# Training DVD's by Martin Butler ?



## DodWelder (Dec 6, 2014)

Looking on You Tube, I see Martin Butler offering Training DVD's for Transfer Heat Press and Mug Sublimation. 
I notice that he advocates using Dye Inks for shirts and most everyone on this site says to use Pigment Inks.
Has anyone used these DVD's ? 
Are they worth getting ? 

Is there any reference DVD material that anyone would recommend ? 
Anything that goes over details for printing and applying Heat Transfers for Shirts and mugs ?


----------



## DodWelder (Dec 6, 2014)

Can anyone suggest any training videos that go into step by step printing?


----------



## BidsMaven (Sep 23, 2011)

Don't know about Martin Butler's DVDs but before you buy anything you may want to check out the information that Stahl's provides. Here's a link to their training info. Help and Education | Stahls'


----------



## BrainWaves (Dec 8, 2014)

I found his t-shirt pressing business videos on udemy.com and received $20 off coupon on retailmenot.com. I paid only $19 to view it and have access to his support forum. This is probably cheaper than DVD I would guess. I found the videos helpful being a beginner.


----------



## GILSAN (Aug 17, 2014)

BrainWaves said:


> I found his t-shirt pressing business videos on udemy.com and received $20 off coupon on retailmenot.com. I paid only $19 to view it and have access to his support forum. This is probably cheaper than DVD I would guess. I found the videos helpful being a beginner.
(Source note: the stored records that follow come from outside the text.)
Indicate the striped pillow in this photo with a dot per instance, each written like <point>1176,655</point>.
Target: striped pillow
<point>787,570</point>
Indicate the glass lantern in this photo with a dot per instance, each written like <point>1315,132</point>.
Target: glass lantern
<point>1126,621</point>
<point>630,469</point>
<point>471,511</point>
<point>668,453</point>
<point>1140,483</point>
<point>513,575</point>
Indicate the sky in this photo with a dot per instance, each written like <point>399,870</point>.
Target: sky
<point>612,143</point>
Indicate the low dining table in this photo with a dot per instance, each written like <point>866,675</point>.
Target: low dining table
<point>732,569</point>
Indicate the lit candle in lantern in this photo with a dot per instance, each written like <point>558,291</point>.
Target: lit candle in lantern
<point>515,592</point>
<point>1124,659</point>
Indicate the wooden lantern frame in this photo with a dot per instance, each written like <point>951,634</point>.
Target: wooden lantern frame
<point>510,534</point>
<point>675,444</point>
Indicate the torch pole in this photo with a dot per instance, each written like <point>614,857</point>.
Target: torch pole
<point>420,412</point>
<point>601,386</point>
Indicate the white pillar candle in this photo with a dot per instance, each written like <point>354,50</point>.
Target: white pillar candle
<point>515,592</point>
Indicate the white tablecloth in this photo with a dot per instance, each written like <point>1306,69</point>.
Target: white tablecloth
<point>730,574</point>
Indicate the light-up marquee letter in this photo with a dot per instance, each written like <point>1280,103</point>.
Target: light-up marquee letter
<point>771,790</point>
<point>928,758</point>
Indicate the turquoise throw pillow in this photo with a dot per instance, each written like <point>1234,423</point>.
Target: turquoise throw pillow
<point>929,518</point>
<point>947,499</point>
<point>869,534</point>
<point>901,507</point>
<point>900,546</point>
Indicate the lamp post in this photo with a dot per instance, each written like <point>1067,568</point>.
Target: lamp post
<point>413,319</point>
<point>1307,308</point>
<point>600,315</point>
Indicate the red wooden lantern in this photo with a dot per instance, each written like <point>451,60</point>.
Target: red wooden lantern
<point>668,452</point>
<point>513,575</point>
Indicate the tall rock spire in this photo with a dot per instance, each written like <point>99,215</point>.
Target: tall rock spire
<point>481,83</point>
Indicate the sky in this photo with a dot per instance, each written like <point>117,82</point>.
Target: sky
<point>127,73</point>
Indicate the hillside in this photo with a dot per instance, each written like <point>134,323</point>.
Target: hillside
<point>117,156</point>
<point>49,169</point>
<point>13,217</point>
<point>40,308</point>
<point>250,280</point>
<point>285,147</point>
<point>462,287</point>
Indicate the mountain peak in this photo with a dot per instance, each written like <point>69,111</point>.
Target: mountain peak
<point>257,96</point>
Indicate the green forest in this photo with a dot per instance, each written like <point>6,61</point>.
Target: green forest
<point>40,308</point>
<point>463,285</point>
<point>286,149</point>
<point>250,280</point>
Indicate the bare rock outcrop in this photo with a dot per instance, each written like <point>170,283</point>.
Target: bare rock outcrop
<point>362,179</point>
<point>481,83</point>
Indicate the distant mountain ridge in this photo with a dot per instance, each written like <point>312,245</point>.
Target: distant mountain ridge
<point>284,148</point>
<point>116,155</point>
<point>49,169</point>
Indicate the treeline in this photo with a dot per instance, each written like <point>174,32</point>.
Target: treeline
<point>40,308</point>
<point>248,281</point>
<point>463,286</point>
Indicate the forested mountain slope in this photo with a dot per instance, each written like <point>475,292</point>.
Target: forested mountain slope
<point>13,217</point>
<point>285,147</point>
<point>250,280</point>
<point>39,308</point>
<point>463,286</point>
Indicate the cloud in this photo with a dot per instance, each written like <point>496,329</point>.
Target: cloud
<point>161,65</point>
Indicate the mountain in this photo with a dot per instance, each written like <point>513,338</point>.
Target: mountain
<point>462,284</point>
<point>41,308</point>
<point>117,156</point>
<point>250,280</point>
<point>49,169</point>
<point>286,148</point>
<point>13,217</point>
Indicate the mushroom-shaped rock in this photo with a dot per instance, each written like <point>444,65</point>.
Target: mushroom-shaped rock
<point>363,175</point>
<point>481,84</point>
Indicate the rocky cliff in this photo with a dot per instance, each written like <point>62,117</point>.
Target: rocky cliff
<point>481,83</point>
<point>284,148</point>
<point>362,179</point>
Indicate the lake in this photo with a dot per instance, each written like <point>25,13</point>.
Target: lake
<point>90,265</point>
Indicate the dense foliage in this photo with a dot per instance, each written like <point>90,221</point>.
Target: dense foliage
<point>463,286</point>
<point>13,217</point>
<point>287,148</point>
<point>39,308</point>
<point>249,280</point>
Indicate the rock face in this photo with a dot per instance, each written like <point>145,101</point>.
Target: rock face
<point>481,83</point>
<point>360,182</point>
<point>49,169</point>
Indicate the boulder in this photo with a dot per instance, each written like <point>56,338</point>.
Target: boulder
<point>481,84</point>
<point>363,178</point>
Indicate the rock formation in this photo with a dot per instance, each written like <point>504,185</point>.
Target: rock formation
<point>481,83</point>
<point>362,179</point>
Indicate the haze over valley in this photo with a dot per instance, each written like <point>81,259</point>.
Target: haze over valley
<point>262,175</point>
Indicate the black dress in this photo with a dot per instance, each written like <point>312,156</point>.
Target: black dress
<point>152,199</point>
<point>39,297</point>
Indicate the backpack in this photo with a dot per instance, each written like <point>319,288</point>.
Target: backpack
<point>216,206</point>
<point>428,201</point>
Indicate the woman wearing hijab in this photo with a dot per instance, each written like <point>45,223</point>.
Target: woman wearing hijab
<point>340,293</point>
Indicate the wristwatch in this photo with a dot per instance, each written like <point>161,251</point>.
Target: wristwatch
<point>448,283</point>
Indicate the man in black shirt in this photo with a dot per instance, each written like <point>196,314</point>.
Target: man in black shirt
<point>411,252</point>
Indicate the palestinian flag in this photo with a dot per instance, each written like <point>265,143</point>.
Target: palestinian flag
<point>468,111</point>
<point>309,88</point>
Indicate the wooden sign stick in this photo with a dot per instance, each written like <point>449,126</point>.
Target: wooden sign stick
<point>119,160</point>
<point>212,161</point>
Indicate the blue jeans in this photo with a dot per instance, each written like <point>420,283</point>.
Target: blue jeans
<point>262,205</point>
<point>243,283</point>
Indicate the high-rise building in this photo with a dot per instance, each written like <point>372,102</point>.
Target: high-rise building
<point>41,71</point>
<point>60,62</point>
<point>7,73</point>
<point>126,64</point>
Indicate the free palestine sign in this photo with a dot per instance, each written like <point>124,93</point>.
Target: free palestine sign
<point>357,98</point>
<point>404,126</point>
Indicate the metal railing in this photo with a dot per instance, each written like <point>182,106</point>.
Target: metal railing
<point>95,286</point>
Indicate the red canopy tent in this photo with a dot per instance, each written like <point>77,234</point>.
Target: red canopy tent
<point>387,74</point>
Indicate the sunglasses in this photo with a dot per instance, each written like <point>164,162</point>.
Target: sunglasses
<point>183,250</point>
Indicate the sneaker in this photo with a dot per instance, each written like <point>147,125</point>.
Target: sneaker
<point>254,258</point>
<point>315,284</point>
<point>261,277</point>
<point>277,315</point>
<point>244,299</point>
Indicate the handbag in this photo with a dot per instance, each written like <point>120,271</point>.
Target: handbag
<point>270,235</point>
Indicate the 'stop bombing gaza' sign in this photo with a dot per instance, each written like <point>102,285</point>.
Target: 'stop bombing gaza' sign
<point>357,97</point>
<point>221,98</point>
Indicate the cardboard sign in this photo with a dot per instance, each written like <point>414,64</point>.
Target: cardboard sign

Hi, How were you able to receive the $20 off coupon on retailmenot.com? I put the name of the DVD on the search bar at retailmenot.com but it does not show up. Perhaps I'm doing it wrong. Would appreciate some help if possible


----------



## BrainWaves (Dec 8, 2014)

GILSAN said:


> Hi, How were you able to receive the $20 off coupon on retailmenot.com? I put the name of the DVD on the search bar at retailmenot.com but it does not show up. Perhaps I'm doing it wrong. Would appreciate some help if possible


The coupon is for the udemy.com web site. You need to type in udemy.com in the retailmenot.com search bar. I redeemed my coupon about a month ago. Looks like they have some different coupons offers now.


----------



## aimagedesign (Sep 2, 2009)

Apart from Stahls try Great Garment Graphics, they have a lot of instructional videos.


----------



## GILSAN (Aug 17, 2014)

BrainWaves said:


> The coupon is for the udemy.com web site. You need to type in udemy.com in the retailmenot.com search bar. I redeemed my coupon about a month ago. Looks like they have some different coupons offers now.


Thanks. Just purchased and got the $20 discount, thanks to your instructions. Am now going to watch the video.


----------



## martin43 (May 15, 2017)

BrainWaves said:


> I found his t-shirt pressing business videos on udemy.com and received $20 off coupon on retailmenot.com. I paid only $19 to view it and have access to his support forum. This is probably cheaper than DVD I would guess. I found the videos helpful being a beginner.


Did you give his system a try? I too bought the DVDs. I'm looking for anyone who has tried this...


----------